Padlock Sculpture Installation

This project brought together site design, conceptual development, CAD modeling, and physical prototyping for a sculpture installation intended for Paris District High School. It moved from courtyard planning and hand sketches to a functional maple leaf padlock design that supported the larger installation concept.

Project type Site design, concept development, sculpture detailing, and prototype validation
Timeline Nov 2024
Core tools AutoCAD, SketchUp, Onshape, drawings, 3D printing, presentation graphics
Outcome Selected for construction at the school and recognized with an Architectural Award from MMMC Architects

Overview

A concept-to-prototype project built around place, identity, and execution.

The project began with the school site itself. I recreated the Paris District High School layout in AutoCAD, then built a 3D SketchUp model of a redesigned courtyard so the sculpture could be evaluated in context for scale, placement, and visual integration. That site modeling work established the setting before the sculpture design was developed in detail.

Technical highlights

Site planning and spatial context

Recreated the school layout in AutoCAD and translated the courtyard redesign into a 3D SketchUp model so the installation could be evaluated as part of an actual place rather than as an isolated object.

Concept development and communication

Developed hand-drawn sculpture concepts that connected the design to the school, local identity, and the intended emotional role of the installation in the space.

Functional padlock design

Designed a functional maple leaf padlock in Onshape, produced a full drawing set, and 3D printed a prototype to validate both the assembly and the larger concept.

Why it mattered

The padlock itself served as both a design feature and a proof-of-concept object tied to the larger sculpture theme.
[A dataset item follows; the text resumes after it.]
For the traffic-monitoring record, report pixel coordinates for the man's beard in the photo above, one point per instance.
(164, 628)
That made the project stronger than a pure concept pitch: the spatial planning, visual development, mechanical detailing, and physical prototyping all supported one another.

The final design was selected to be constructed at the school and also received an Architectural Award from MMMC Architects, making it one of the strongest examples in this portfolio of design communication, spatial planning, and concept-to-prototype execution.

Media and artifacts

Courtyard visualization Open full size
SketchUp views of the redesigned school courtyard and sculpture context

The SketchUp model shows how the installation was evaluated in context for scale, placement, circulation, and visual integration within the redesigned courtyard.

School layout Open full size
AutoCAD school layout used for the sculpture project

The AutoCAD school layout established the real site geometry that the courtyard redesign and sculpture proposal had to respond to.

Hand-drawn concept Open full size
Hand-drawn concept for the padlock sculpture installation

The concept sketch captured the identity, narrative, and physical character of the sculpture before it was translated into the more technical stages of the project.

Padlock assembled Open full size
Assembled CAD model of the maple leaf padlock

The maple leaf padlock served as both a symbolic design feature and a working proof-of-concept object connected to the larger installation.

Padlock exploded Open full size
Exploded CAD model of the maple leaf padlock

The exploded view communicates how the lock was detailed, assembled, and validated as a functional component within the project.